Had a wonderful shopping experience recently in Hoi An? Tell everyone about it in the box below!

Post to Delicious Post to Digg Post to Facebook

Where to Eat in Hoi An, Vietnam.

Saturday, January 16, 2010
Travel

There is lots to choose from in the food capital of Vietnam – Hoi An.  Based on my own experience, Hoi An supplies a far superior cuisine than any other city in Vietnam – a bold statement I can back up!  Eating vegan and vegetarian is easy in Vietnam and given my personal preference as a vegetarian, I have listed specific dishes which are especially for veggies!  Here are my personal pics.

Western/Tourist focused

Fiona with Sam from La Plage, the best chips in Hoi An and the best view is for free!

La Plage beach club.

An Bang Beach – An Bang beach is the local beach, away from all of the resort-going tourists at Cua Dai Beach.  Beautiful, quiet, pristine.  We had the entire beach to ourselves more than once and the water is amazingly warm.  Otherwise, on the weekends it’s a great spot to connect to and network with other long-term residents.

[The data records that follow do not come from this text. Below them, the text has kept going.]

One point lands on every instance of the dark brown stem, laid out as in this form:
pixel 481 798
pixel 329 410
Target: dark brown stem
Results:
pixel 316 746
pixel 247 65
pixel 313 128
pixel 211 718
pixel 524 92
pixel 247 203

Directions: take your bike 2.5 kms along Hai Ba Trung St away from town, stay on that road till you hit the beach, it’s a straight line.  Take the left hand side car park, it’s free if you’re a guest at La Plage.  Walk to the right along the beach and you will pass banana leaf restaurants.  La Plage it the last on the right.  Say hi to Sam and Dennis for us.

At La Plage you will find the perfect beach side café setting, heaps of lounge chairs, great music, awesome views and the best French Fries (35,000VND) in Vietnam for sure.  Try the tofu curry with raisins, cashew nuts, coconut milk and rice (90,000VND) and ask Sam about her chocolate stash from San Fran.  You can expect frozen snickers and Nutella baguettes. Mmmm, Nutella…. A wonderful hangout any day of the week.

Fiona with Alberto - the real Italian deal!

Good Morning Vietnam – Italian Cuisine by a real Italian chef!

102 Nguyen Thai Hoc St

Wonderful fresh, hand made pasta in the middle of Vietnam, who would have thought!?  It’s a great break from traditional food if you’ve been travelling for awhile.  Try the pumpkin and fetta ravioli (135,000VND) or the minestrone (60,000VND).  The wine selection is one of the best in Hoi An.  Say hello to Alberto from us.

Fiona, latte, choc croissant, River Loung groovy couch-beds!

River Lounge

35 Nguyen Phuc Chu – across the river on An Hoi.

Great ambiance in their upstairs lounge.  The best café latte (38,000VND) in Hoi An, as voted by Fiona who has tried them all!  Try the chocolate croissants and lemongrass crème brulee.  Have desert overlooking the lights of the old town.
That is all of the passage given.